A first of its kind NASA-backed study has demonstrated that the Amazon rainforest may actually be helping us in the fight against global warming by virtue of the amount of carbon dioxide it is able to hold onto.
The highly technical study, which was carried out over seven years and involved a number of universities from across the globe, is the first to measure Amazon tree deaths that were caused by natural processes, and is also the first to give a true glimpse into the Amazon’s carbon dioxide intake.
Over its lifetime, a tree will take carbon dioxide out of the air as it grows. That carbon is then stored within the tree, and this is why trees are known as carbon traps or “sinks.” When the tree decomposes, though, the greenhouse gas is then released back into the air.
The precise balance of the total level of carbon dioxide taken in compared to that which is released by decay hasn’t been fully understood as, until now, scientists have only been able to work with so-called test plots, small scale and heavily-studied tree areas. These aren’t ideal as while they may offer some insight, the numbers from these kinds of observations can’t simply be scaled up to represent the probable input and output of the massive Amazon forest due to the fact that so many things in those forests can happen, for instance a large band of trees might die all at once.
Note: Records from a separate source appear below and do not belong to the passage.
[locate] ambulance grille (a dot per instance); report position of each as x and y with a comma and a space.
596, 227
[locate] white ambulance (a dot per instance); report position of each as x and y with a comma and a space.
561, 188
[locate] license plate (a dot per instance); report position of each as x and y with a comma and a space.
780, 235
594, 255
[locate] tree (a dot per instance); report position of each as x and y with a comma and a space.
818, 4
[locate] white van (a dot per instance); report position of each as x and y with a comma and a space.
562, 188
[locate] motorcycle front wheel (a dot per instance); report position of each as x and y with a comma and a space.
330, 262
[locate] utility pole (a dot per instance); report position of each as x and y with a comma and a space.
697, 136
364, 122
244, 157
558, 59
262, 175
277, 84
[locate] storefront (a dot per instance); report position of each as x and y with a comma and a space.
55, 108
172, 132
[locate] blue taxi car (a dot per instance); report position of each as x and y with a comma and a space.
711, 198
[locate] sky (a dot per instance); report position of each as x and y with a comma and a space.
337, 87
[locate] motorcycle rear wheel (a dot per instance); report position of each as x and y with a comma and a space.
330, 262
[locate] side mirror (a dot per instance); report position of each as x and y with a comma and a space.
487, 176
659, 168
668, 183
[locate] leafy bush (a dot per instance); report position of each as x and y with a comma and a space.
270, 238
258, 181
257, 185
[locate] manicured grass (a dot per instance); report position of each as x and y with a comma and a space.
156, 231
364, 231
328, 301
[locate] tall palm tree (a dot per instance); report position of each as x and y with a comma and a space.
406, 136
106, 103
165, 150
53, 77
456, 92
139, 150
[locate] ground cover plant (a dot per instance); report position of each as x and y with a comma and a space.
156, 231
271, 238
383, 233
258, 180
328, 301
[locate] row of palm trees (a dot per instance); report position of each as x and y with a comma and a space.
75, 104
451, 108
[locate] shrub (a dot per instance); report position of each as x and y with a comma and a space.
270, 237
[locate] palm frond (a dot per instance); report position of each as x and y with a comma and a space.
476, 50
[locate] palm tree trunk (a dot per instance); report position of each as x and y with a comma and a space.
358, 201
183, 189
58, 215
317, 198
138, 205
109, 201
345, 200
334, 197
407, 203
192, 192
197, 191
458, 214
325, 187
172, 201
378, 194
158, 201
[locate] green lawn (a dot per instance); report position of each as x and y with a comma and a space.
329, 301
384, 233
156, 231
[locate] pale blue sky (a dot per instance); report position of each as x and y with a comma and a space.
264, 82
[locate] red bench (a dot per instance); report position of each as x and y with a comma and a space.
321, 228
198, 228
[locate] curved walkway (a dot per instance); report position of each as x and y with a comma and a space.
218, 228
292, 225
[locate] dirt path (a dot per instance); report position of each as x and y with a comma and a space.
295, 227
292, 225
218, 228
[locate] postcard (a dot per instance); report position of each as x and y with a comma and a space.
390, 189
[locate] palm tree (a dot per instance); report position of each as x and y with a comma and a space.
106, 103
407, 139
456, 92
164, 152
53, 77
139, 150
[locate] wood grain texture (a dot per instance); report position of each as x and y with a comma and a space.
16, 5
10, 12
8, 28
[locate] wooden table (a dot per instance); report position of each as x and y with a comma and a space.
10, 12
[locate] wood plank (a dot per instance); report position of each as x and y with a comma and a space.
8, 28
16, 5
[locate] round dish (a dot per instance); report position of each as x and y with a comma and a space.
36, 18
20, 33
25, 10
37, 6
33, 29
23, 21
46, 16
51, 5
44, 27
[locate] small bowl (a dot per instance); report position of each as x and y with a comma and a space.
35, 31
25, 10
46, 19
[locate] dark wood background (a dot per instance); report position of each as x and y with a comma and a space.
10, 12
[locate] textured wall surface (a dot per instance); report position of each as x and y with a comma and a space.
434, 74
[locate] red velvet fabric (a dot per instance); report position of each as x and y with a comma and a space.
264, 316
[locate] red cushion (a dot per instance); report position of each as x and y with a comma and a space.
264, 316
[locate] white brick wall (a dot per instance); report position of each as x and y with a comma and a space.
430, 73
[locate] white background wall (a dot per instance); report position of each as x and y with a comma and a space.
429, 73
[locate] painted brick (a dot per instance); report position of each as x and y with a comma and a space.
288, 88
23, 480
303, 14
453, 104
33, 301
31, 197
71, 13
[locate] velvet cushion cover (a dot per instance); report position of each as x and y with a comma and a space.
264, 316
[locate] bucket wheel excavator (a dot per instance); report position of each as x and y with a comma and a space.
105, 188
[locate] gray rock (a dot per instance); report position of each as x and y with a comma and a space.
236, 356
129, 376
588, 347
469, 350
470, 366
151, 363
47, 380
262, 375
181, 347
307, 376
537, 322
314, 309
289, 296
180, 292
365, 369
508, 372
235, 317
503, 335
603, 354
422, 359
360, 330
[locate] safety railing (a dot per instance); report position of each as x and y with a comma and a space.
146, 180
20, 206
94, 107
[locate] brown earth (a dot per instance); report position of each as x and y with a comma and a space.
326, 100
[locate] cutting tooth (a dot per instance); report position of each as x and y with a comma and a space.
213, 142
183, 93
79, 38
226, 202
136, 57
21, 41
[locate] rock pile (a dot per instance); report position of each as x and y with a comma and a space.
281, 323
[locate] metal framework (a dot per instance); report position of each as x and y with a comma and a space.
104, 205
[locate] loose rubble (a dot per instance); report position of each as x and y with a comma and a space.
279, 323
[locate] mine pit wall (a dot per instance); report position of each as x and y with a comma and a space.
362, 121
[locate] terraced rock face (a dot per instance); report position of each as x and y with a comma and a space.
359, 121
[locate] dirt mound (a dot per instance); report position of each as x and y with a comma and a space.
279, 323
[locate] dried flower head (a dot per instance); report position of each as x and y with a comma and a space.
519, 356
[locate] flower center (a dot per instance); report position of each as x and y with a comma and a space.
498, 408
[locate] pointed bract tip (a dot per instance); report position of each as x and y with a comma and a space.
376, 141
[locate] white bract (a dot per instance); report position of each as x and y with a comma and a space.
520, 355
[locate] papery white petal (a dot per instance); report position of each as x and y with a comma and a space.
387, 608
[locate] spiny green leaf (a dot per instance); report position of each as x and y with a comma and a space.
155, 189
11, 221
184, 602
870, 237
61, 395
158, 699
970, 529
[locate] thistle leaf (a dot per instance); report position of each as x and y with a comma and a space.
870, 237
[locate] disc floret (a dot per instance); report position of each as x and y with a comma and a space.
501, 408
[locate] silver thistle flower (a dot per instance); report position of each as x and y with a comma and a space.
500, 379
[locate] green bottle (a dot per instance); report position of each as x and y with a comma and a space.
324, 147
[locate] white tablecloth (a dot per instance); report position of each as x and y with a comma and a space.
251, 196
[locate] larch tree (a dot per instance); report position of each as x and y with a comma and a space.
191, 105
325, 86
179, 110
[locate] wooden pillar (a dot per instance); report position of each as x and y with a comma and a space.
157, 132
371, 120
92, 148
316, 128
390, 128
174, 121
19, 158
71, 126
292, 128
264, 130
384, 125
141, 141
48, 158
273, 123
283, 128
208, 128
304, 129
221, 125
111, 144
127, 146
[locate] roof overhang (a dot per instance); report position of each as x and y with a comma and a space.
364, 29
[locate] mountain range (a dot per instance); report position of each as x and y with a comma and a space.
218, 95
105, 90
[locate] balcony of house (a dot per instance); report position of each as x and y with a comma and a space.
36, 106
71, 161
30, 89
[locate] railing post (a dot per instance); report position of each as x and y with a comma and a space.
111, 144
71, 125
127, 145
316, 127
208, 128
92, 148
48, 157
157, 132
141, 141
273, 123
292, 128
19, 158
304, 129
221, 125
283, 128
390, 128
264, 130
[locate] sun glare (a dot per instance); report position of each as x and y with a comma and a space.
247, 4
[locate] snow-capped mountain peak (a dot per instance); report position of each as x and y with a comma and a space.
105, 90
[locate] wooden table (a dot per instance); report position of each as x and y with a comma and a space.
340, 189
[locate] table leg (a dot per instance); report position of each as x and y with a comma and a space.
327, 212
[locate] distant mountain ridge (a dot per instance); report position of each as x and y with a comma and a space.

Yet with this new research, the scientists have finally been able to glimpse the Amazon forest’s most intimate life cycle. The study, published this month in Nature Communications, saw researchers use a variety of indicators for finding dead trees, including using aerial images to spot where fallen trees had left a gap in the tree canopy, and using satellite images to map for the color change of dead wood.
In this way, researchers could calculate the rate at which trees were dying and, estimating an average carbon dioxide output per tree, calculate the total output of the forest per year. They found that each year Amazonian trees emit about 1.9 billion tons of carbon into the atmosphere. Given how notorious carbon dioxide is as an insulating gas — that is to say, how it stays in our atmosphere and traps heat — that figure might be alarming, so it was important for the researchers to then understand how much carbon the Amazon actually takes in out of the air.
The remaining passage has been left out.